Women in Xunpu village of Quanzhou City, southeast China's Fujian Province.
When arriving at Xunpu village, what catch the eyes of visitors first are the women. They may not be good-looking, but their hairdo is unique and attracts the curiosity of tourists. One or two circles of flowers are stuck into their heads with different colors and different kinds such as tulips and carnations. 68-year-old Huang Ronghui has been living in the village since his childhood. As director of the Seniors Association in this village, he explains to us that such hairdo is a symbolic sign of the woman there.
"Flowers have a natural meaning and such hairdo has been passed from generation to generation. When a woman gets married or gives birth to a baby, she is supposed to wear the flowers. The flowers are all fresh. In winter, the hairdo can last for 3 days while in summer it can last 2 days. When women sleep at night, they will put the garland into water to keep it fresh."

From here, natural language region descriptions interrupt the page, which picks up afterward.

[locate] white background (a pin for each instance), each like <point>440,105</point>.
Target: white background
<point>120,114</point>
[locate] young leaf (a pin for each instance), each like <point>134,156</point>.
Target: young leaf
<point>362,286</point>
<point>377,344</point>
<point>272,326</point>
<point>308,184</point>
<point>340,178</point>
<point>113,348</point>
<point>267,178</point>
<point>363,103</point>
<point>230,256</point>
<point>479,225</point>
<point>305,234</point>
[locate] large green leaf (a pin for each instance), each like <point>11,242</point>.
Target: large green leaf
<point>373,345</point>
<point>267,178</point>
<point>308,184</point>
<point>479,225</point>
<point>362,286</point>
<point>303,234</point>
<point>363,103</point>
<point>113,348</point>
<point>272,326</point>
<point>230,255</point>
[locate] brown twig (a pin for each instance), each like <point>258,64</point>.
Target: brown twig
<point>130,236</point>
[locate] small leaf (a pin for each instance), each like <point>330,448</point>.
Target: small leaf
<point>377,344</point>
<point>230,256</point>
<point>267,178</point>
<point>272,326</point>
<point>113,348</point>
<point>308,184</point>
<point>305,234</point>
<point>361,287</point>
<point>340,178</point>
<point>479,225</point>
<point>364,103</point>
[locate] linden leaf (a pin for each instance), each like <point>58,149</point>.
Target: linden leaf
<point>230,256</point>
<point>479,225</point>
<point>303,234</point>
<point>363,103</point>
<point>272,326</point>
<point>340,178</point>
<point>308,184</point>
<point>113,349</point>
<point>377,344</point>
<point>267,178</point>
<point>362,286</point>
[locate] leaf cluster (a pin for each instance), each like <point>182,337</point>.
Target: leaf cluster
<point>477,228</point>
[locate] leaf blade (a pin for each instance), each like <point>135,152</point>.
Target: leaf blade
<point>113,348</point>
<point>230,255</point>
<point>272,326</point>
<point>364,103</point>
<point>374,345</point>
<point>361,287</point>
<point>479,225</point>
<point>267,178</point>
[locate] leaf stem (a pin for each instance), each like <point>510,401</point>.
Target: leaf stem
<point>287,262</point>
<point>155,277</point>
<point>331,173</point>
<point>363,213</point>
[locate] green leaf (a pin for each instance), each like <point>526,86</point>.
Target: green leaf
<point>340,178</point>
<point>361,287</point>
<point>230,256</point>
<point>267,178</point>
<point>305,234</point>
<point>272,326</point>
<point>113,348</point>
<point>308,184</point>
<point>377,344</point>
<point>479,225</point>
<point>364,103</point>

Every year, on the 23rd day of the third lunar month, said to be the birthday of Mazu, fishermen go to the Mazu temple to worship the goddess instead of going fishing. In this picture, women over the age of 60 worship their goddess, Mazu.
Xunpu women's hairdo is unique and attracts the curiosity of tourists. One or two circles of flowers are stuck into their heads with different colors and different kinds such as tulips and carnations.
When we arrived at the village, we found that people in the village were quite busy. They were all dressed in traditional clothing, and were preparing for the celebration of the sea goddess Mazu's birthday, which falls on the 23rd day of the third lunar month.
Mazu is the most worshipped sea goddess in China's costal areas, especially in the southeast and Taiwan islands. According to legend, originally named Moniang, Mazu was the daughter of Lin Yuan, the superintendent of Fujian in the early Northern Song Dynasty. Her name Moniang means "silent girl", because she didn't cry at birth. In her early teens, she began to burn incense and chant sutras. At the age of 16, she was given a bronze talisman by an immortal, and she then achieved Taoist success, becoming an immortal herself. As legend has it, she performed many magical feats. At 28, she ascended Meifeng Peak, where she became a divinity. After that, Moniang roamed about the country, rescuing and helping distressed fishermen at sea. Local fishermen built a temple in Moniang's hometown—Meizhou Island in Fujian, to pay respect to her. And she was honored as "Mazu".
Zhou Yumin, former mayor of Quanzhou, explains why Mazu is so significant to Quanzhou people.
"Heavenly Queen, or Mazu, is the sea goddess of protection of fishermen. Those who did business in ancient times frequently worshiped her. At that time, navigation facilities weren't well developed and it was difficult for people to struggle with the turbulent sea, which was very dangerous. They needed something to have faith in, which was Mazu."
Oyster Shell House
Every year, on the birthday of Mazu, there is a grand celebration to worship her in Xunpu village. The celebration lasts two to three days. Some middle-aged and elderly women dress up in red coats, black pants and flat coiled hair. These devout women burn incense to pay tribute to Mazu. This annual event has attracted people from all walks of life. 67-year-old Huang Liqing is a villager there. She often sets out to sea to catch oysters. She told us what she had prepared for this day.
"Tomorrow is Mazu's birthday. We prepared meat balls, various kinds of fish and shrimps. We hope Mazu will bless us with a safe life."
Believe it or not, such worship seems not to be in vain. There is a story saying once when some fishermen went fishing in the sea, their ship nearly sank. They shouted loudly and asked Mazu for help. After hours of struggle, they returned safely. 22-year-old Zhang Yumei is a college student from the village. Although she is exposed to modern society, she thinks that such a festival should be preserved.
"I think the worship reflects Mazu culture. It's a good way to communicate with people across the straits. Some people may think it is just simple superstition, but I prefer to take it as culture. When you see the scale of the celebrations, you can see it's a unique culture of our own."